Enfim, era o que eu pensava. Mas nada me preparou para o que estava por vir.

Foi numa noite chuvosa, na mais maldita das noites, a noite da grande escuridão (sem luas), o dia em que a noite – com seu manto protetor da bênção Do Um não nos alcança, que tudo aconteceu.

Foi tão rápido que, até agora, ainda não sei bem como cheguei ao ponto em que estou...

Nós somos uma aldeia de pastores, da tribo dos Chifres; cuidamos de nossos irmãos cabras e ovelhas, que, como nós, ostentam os maravilhosos chifres que O Um nos deu, como orgulho de nossa raça!

E foi logo nessa noite infeliz que eles chegaram.

Quem primeiro deu o alarme foram nossos irmãos menores, temendo por suas vidas ante a presença de um inimigo natural. E quando menos esperava, levantando-me sonolento para ver o que se passava, na luz de um trovão, eis que a silhueta de algo peludo, molhado e cheirando a sangue se mostrou entre os batentes da minha porta, projetando sua sombra de mau agouro para dentro da minha humilde residência.

- Que O Um ilumine o seu caminho.

Uma saudação formal entre os Filhos Do Um, algo que eu, como sacerdote, não poderia ignorar, ao que respondi:

- E que todos os caminhos levem a O Um.

- Olha, sacerdote, necessitamos de seus serviços, e é urgente!

Era uma patrulha do povo da floresta, homens-lobos que patrulham as matas e trazem a palavra e a justiça Do Um para o verde. Deles é a mata fechada, nossos são os campos; e assim deveria ser, mas não nesta maldita noite. A tribo dos Caninos Longos estava aqui!

Nessa noite, eles estavam em fuga, acossados pelos humanos, atacados, destruídos, sem o orgulho de outrora. Malditos humanos, que O Um os amaldiçoe por todas as noites até o fim dos tempos!

Já fazia algum tempo que eles estavam nessa dança macabra, sendo reduzidos dia a dia. Atacando à noite, sendo caçados de dia. Uma história que todos conheciam e já sabiam como iria terminar.

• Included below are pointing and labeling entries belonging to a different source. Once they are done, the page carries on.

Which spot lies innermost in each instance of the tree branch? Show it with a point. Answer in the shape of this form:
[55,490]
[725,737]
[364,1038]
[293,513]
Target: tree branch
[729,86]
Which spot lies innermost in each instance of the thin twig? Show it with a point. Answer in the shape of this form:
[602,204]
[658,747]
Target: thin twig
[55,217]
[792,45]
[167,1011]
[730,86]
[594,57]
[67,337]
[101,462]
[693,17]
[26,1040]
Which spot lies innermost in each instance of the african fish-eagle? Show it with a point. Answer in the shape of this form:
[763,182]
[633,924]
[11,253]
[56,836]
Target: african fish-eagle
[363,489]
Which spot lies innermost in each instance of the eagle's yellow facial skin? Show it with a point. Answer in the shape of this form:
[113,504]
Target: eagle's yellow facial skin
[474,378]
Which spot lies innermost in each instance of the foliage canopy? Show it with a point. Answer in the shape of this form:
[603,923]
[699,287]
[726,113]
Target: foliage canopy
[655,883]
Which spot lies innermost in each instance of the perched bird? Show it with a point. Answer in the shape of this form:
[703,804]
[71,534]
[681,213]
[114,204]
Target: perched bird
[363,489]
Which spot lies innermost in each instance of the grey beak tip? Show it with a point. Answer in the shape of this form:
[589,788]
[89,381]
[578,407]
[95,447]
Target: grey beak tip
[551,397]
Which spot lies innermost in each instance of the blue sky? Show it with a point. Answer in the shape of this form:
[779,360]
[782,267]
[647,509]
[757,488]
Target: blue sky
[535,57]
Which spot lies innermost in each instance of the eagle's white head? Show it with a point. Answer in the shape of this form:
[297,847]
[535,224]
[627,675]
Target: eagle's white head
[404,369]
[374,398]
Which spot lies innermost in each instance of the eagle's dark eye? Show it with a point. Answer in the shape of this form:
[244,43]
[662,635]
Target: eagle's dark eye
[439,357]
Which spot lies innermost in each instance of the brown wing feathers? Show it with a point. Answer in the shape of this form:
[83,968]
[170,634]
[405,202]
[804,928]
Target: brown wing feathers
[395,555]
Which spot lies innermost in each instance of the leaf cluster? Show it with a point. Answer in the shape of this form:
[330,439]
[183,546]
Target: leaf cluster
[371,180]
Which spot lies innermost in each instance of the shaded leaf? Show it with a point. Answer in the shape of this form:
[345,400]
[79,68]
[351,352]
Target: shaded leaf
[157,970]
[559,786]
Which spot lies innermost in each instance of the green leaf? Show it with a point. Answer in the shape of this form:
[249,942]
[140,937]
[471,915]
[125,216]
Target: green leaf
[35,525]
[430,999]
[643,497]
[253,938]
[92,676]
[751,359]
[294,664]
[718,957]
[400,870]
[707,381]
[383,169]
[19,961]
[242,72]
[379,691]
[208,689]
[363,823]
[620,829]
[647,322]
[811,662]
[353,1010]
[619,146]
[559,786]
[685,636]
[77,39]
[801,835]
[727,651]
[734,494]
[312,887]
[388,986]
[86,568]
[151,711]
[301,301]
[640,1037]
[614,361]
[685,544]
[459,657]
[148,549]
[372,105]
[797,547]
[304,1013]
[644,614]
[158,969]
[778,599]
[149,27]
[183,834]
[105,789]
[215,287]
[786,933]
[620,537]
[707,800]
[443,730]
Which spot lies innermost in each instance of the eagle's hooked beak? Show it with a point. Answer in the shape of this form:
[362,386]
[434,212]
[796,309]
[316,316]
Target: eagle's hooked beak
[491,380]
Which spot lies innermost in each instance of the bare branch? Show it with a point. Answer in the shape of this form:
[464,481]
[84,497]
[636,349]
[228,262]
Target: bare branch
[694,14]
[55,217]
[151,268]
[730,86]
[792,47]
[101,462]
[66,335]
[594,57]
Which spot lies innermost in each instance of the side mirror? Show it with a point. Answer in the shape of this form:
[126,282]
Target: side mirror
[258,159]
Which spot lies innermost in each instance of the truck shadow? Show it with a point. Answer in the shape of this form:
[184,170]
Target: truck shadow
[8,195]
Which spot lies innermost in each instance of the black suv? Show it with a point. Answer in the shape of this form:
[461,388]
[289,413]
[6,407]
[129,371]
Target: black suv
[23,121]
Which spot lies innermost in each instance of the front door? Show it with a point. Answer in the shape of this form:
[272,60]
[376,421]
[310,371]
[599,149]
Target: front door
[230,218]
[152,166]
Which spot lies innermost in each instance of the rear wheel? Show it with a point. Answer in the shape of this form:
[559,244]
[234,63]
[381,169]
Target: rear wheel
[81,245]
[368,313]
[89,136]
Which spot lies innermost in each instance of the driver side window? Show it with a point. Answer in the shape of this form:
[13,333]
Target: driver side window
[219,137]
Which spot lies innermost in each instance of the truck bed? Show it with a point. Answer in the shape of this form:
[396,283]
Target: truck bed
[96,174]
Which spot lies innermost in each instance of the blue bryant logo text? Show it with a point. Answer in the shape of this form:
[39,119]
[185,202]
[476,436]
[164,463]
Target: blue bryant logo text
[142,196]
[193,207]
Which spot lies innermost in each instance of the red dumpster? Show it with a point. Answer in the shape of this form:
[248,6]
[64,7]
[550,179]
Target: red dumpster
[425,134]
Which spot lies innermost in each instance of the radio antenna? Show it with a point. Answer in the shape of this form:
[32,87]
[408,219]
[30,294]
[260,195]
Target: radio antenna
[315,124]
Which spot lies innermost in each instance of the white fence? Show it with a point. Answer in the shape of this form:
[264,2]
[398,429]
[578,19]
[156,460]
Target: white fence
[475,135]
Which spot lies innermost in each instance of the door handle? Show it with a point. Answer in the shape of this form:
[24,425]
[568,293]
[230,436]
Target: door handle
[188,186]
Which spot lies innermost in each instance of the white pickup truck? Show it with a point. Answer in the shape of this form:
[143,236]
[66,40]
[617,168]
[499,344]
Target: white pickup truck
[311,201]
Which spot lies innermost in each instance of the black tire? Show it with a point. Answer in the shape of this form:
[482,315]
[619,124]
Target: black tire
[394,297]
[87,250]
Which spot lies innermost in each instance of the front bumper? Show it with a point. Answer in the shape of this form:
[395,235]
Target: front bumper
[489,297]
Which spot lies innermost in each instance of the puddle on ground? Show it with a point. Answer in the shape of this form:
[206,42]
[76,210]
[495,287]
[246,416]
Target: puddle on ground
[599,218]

Porém, hoje seria diferente!

Pois hoje, era minha missão protegê-los, e ainda havia a grávida, o que tornava tudo ainda mais perigoso.

Ela havia sido tomada pelos humanos, usada, violada, espancada e, finalmente, resgatada pelos seus. Graças aO Um por sua volta à tribo!

E de todos os dias do ano, justo na noite do maldito eclipse das três luas, era o dia de trazer uma nova vida a este mundo de dor e sofrimento, e essa era minha missão!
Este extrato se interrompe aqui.